Full of grace. Grace-full. Degree by degree, over the years, I’ve tried to practise the eagle’s teaching in my life. I still can’t dance, but I’ve learned that sometimes I can fly.
What We Share
THERE’S AN AIRY sort of confidence in knowing that you’ve seen your share of ups and downs. Staying on your feet, answering the bell for the ne
xt round, is what we mean by maturity. But for many years I found it difficult to see my life as anything but a series of injustices and slights. Being a Native person seemed a prescription for agony. I wrestled with a need to square the deal.
For a long time, my main motivation was payback. Every success, every forward step, was an opportunity for show-manship, for sneering in the face of society. I had a “look what I can do despite you” sort of swagger. Anger creates barriers. Resentment builds distance. But I didn’t know that then. All I knew was that indifference relayed back to the source was what life asked of me, and I was hell-bent on delivering.

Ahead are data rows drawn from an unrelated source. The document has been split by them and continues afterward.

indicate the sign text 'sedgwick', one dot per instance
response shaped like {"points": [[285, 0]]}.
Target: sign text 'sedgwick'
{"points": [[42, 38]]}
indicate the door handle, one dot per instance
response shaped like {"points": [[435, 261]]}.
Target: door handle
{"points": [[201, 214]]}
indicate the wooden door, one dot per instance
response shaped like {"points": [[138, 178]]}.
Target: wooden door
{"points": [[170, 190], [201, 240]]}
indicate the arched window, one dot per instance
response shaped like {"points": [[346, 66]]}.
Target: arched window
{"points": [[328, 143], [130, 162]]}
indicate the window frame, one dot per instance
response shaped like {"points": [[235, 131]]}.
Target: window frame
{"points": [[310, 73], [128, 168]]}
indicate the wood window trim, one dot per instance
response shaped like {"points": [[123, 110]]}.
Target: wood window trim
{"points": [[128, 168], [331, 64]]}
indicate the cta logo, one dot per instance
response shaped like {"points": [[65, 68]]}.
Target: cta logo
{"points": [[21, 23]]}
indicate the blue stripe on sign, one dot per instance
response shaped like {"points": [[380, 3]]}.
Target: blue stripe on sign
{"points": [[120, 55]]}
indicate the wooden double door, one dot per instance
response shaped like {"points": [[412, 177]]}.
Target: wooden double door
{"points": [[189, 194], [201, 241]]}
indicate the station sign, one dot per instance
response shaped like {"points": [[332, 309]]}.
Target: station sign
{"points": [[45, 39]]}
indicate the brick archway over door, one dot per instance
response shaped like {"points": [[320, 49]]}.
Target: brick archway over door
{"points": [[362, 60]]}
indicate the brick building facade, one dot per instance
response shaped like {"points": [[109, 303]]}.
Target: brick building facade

It made things difficult, that constant measuring up. Some good people are no longer in my life because of my relentless cultural and political one-upmanship. I broke hearts and relationships because I couldn’t see any other way of easing the churning in my belly. Then I met Jack Kakakaway.
Jack was an Ojibway man who’d fought in a war, beat the bottle, found his cultural centre and reclaimed a ceremonial, traditional life for himself. He was a teacher, and a good one. I think he saw a lot of himself in me. He recognized the angst, the feeling of being lost that was masked as protest. Jack Kakakaway understood my heart and spirit far better than I did, and when he began to guide me I think that was his own form of payback, a thanks for the gift of grace in his life. He led me to ritual and the stories of my people. He helped me to see who I was and led me to a vision of who I might become.
Jack and I were talking one day about the challenges I saw to my burgeoning sense of identity. I spouted off about the Canadian mosaic and the displacement I felt as a First Nations person. I felt threatened by the new Multiculturalism Act. I believed it was an assimilationist document that would cause us to lose our identities and our rights as First Peoples.